Things take a left turn when Banksy suggests that Guetta cannot really understand street art and thus complete his film until he attempts to make some art of his own. Guetta takes this suggestion as a serious challenge and essentially swaps roles with Banksy. Guetta leaves his raw footage for Banksy to edit together in England and returns to L.A. to relaunch himself as Mr. Brainwash. But can Guetta simply regurgitate the art he has documented for so many years, or is the snake eating its own tail? With limited talent but a lot of promotion and hype Mr. Brainwash’s debut show is a remarkable success to Banksy’s utter disbelief, if not that of the hundreds who lined up around the block to be the first to see his work.

“Warhol repeated iconic images until they became meaningless, but there was still something iconic about them,” Banksy, his hooded face in shadow and his voice manipulated, says in the film. “Thierry really makes them meaningless.”

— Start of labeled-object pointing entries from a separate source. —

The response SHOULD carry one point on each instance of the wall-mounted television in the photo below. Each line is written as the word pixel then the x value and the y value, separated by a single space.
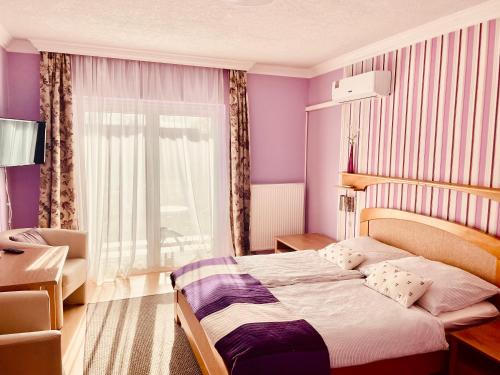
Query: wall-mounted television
pixel 22 142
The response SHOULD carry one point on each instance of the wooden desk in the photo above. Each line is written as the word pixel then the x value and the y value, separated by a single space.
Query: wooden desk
pixel 297 242
pixel 476 350
pixel 36 268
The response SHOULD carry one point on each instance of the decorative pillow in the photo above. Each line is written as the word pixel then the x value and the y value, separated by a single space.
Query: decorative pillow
pixel 343 256
pixel 31 236
pixel 402 286
pixel 374 251
pixel 452 289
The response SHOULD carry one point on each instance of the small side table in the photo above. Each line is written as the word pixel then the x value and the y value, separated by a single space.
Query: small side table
pixel 476 350
pixel 298 242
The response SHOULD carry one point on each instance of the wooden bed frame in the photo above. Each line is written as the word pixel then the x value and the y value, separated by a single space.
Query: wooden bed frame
pixel 450 243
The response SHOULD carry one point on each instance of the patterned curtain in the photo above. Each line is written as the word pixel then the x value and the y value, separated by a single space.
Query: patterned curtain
pixel 57 194
pixel 240 162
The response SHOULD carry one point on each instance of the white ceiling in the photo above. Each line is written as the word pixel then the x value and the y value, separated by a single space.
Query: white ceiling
pixel 293 33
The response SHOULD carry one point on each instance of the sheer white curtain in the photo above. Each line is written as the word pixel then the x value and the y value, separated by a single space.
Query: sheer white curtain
pixel 152 164
pixel 4 202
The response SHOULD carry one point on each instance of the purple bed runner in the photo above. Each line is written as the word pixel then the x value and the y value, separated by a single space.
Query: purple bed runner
pixel 287 346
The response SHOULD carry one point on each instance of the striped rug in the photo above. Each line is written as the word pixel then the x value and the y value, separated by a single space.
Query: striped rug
pixel 136 336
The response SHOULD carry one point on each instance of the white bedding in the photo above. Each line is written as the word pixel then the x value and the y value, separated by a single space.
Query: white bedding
pixel 306 266
pixel 470 315
pixel 360 325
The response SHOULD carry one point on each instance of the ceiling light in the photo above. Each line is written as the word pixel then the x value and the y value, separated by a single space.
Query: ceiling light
pixel 249 2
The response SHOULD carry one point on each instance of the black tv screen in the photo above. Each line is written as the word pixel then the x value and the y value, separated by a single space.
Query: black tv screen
pixel 21 142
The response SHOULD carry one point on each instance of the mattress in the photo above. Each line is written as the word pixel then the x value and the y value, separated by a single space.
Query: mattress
pixel 359 325
pixel 306 266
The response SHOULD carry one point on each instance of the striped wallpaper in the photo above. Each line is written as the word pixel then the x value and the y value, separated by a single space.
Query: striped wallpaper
pixel 441 123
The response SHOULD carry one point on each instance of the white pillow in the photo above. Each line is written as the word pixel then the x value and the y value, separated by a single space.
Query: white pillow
pixel 452 288
pixel 374 251
pixel 473 314
pixel 402 286
pixel 342 256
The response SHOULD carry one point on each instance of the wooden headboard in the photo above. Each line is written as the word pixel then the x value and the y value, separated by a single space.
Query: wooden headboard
pixel 436 239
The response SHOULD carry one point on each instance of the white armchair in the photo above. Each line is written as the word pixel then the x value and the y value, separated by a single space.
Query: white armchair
pixel 74 276
pixel 27 345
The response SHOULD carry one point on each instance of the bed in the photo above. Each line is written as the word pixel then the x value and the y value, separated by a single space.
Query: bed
pixel 435 239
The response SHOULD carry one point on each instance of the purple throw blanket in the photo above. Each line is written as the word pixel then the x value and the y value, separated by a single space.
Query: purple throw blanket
pixel 232 307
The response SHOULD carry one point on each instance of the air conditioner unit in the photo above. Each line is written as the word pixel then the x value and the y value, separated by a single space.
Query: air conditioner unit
pixel 367 85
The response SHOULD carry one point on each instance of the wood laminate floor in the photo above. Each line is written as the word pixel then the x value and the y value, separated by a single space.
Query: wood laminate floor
pixel 73 332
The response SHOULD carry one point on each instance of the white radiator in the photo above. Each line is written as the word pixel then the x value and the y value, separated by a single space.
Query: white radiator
pixel 276 209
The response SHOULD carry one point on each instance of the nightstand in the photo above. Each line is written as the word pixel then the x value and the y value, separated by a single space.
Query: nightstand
pixel 476 350
pixel 297 242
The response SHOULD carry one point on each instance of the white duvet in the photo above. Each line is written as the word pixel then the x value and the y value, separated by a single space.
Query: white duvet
pixel 306 266
pixel 360 325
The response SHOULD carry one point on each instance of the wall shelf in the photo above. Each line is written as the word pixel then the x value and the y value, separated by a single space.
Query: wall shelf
pixel 359 182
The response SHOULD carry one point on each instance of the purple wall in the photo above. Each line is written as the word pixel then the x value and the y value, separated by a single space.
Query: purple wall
pixel 3 113
pixel 277 128
pixel 24 103
pixel 3 82
pixel 323 157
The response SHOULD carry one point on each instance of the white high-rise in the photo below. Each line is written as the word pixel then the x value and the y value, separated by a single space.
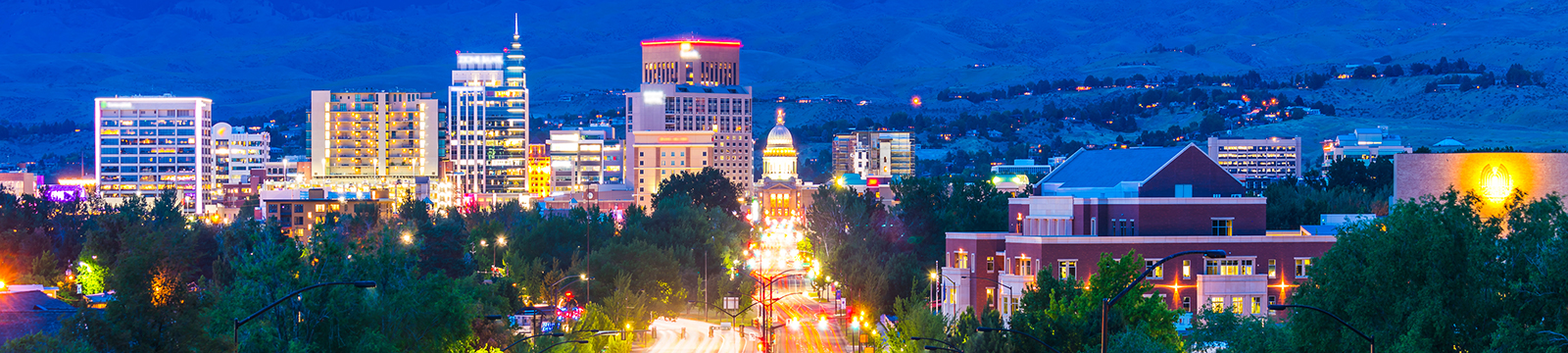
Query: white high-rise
pixel 488 122
pixel 692 85
pixel 148 145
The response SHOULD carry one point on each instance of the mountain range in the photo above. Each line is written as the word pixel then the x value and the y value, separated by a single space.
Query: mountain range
pixel 256 57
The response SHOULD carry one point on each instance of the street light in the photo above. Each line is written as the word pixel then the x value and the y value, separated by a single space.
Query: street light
pixel 237 322
pixel 1104 305
pixel 1337 319
pixel 1031 336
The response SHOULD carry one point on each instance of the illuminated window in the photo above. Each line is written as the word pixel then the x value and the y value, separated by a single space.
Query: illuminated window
pixel 1223 227
pixel 1066 269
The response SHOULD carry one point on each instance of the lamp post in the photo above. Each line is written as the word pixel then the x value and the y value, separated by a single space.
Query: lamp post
pixel 1104 305
pixel 237 322
pixel 941 287
pixel 998 298
pixel 1031 336
pixel 1372 342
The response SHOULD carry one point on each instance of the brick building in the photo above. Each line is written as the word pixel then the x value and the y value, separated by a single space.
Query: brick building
pixel 1152 201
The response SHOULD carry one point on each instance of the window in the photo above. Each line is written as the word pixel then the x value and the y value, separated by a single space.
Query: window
pixel 1222 227
pixel 1230 267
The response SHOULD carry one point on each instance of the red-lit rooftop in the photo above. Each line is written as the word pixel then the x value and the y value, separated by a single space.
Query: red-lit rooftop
pixel 692 41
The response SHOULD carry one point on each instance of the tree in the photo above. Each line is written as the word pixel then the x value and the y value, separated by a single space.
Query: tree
pixel 1446 292
pixel 708 188
pixel 1393 71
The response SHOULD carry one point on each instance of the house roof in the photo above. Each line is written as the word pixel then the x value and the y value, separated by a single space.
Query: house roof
pixel 31 302
pixel 1110 167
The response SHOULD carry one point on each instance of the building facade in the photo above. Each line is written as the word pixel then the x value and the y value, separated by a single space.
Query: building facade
pixel 1152 201
pixel 1258 159
pixel 587 156
pixel 488 122
pixel 1363 145
pixel 148 145
pixel 239 151
pixel 692 85
pixel 874 154
pixel 373 137
pixel 658 156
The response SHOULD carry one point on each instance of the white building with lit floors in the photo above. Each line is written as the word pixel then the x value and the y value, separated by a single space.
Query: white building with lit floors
pixel 239 151
pixel 781 195
pixel 373 137
pixel 1152 201
pixel 692 85
pixel 488 122
pixel 153 143
pixel 658 156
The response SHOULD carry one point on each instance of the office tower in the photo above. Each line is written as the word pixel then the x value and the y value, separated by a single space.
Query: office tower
pixel 372 137
pixel 239 151
pixel 582 157
pixel 874 154
pixel 148 145
pixel 488 122
pixel 658 156
pixel 692 85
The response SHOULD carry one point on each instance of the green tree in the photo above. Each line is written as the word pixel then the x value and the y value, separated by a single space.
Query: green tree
pixel 708 188
pixel 1443 287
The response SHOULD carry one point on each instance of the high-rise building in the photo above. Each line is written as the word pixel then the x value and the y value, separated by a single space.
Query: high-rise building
pixel 372 137
pixel 488 122
pixel 538 169
pixel 585 156
pixel 692 85
pixel 148 145
pixel 239 151
pixel 874 154
pixel 658 156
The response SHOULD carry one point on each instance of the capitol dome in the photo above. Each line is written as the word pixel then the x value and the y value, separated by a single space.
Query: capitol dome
pixel 780 137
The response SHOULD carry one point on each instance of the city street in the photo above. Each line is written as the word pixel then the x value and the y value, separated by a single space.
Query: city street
pixel 697 339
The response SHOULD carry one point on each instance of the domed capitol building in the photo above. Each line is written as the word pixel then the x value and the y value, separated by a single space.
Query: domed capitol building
pixel 781 193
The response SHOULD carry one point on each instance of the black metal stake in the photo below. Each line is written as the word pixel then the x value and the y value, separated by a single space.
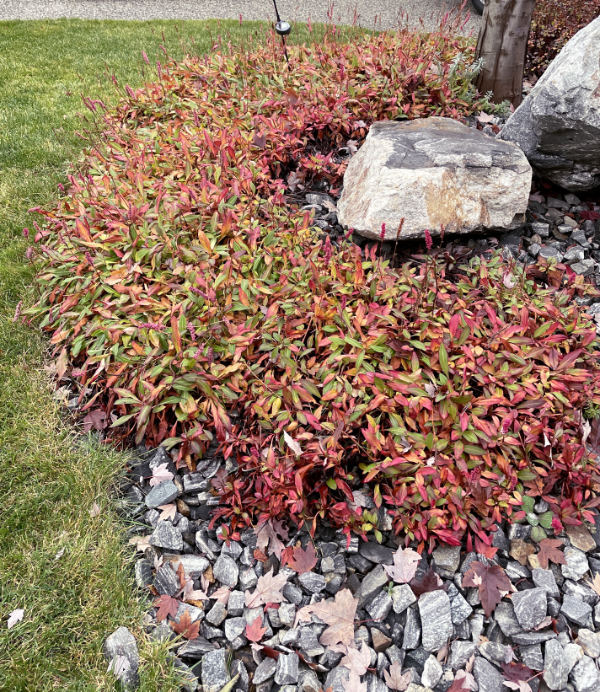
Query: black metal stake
pixel 283 29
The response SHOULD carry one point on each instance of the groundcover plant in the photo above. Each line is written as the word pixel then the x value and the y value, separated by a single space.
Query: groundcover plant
pixel 193 302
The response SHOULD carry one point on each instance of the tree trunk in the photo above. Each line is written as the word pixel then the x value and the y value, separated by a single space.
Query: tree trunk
pixel 502 44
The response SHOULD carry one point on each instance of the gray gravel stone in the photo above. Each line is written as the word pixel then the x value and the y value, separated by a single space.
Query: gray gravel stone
pixel 436 621
pixel 195 648
pixel 165 535
pixel 412 630
pixel 312 582
pixel 589 641
pixel 496 652
pixel 161 494
pixel 402 598
pixel 120 649
pixel 309 682
pixel 447 557
pixel 459 609
pixel 585 676
pixel 544 579
pixel 216 614
pixel 374 552
pixel 287 669
pixel 308 642
pixel 235 603
pixel 337 679
pixel 214 670
pixel 165 581
pixel 248 579
pixel 532 656
pixel 530 607
pixel 577 611
pixel 555 671
pixel 143 573
pixel 460 652
pixel 226 571
pixel 488 678
pixel 371 584
pixel 432 672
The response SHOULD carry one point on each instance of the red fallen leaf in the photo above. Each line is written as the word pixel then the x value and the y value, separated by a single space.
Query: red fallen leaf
pixel 491 580
pixel 549 551
pixel 255 631
pixel 430 581
pixel 462 682
pixel 167 605
pixel 589 215
pixel 299 559
pixel 482 548
pixel 517 671
pixel 185 626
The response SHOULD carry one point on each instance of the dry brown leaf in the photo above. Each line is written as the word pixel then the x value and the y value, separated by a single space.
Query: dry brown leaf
pixel 339 614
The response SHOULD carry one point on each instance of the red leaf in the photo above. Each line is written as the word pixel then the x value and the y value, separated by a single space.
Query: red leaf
pixel 491 580
pixel 255 631
pixel 185 626
pixel 299 559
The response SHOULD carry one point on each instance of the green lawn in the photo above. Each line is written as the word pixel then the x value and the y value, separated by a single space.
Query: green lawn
pixel 50 477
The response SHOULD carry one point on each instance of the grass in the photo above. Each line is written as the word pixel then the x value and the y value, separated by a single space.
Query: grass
pixel 50 476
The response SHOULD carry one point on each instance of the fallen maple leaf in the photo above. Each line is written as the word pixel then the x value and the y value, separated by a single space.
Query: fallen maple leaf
pixel 430 581
pixel 255 631
pixel 339 614
pixel 185 626
pixel 161 474
pixel 268 590
pixel 269 537
pixel 167 512
pixel 167 605
pixel 549 551
pixel 299 559
pixel 404 567
pixel 141 543
pixel 14 617
pixel 492 582
pixel 395 679
pixel 357 661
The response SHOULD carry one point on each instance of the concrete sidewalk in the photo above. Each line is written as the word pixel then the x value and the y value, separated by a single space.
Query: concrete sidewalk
pixel 381 14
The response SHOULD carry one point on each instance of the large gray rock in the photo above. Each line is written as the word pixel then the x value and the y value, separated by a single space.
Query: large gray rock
pixel 436 620
pixel 433 172
pixel 558 124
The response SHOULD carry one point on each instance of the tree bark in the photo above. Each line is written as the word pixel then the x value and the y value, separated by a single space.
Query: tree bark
pixel 502 44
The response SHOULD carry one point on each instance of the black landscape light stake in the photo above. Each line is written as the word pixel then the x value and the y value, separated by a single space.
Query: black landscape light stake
pixel 283 29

Street art of the Banksy order is a call to action, to contemplation, an anti-corporate crusade to reclaim public spaces from advertisers. We do not choose the advertising we are exposed to, so if there is a blank wall somewhere, why can’t artists use that to create something thought-provoking or beautiful? This is Banksy’s grand thesis. But what happens when street art becomes overtly commercial? This is the route so many younger artists inspired by Banksy have taken. These kinds of artists are in Baton Rouge, even. Maybe Exit is Banksy’s way of giving the finger to those supposed acolytes, a film to show them how comically wrong they’ve taken his ideas and how funny it is that we, the consumer public, are buying into this misinterpretation to the tune of millions of dollars.

We may not know much about Banksy, but Exit tells us one thing for sure. The artist has a killer sense of humor. “I used to encourage everyone I knew to make art,” Banksy says, feeling regretful that he helped inspire Mr. Brainwash. “I don’t do that so much anymore.” And then the end credits are not a big reveal, but a puff of smoke. Banksy wins again.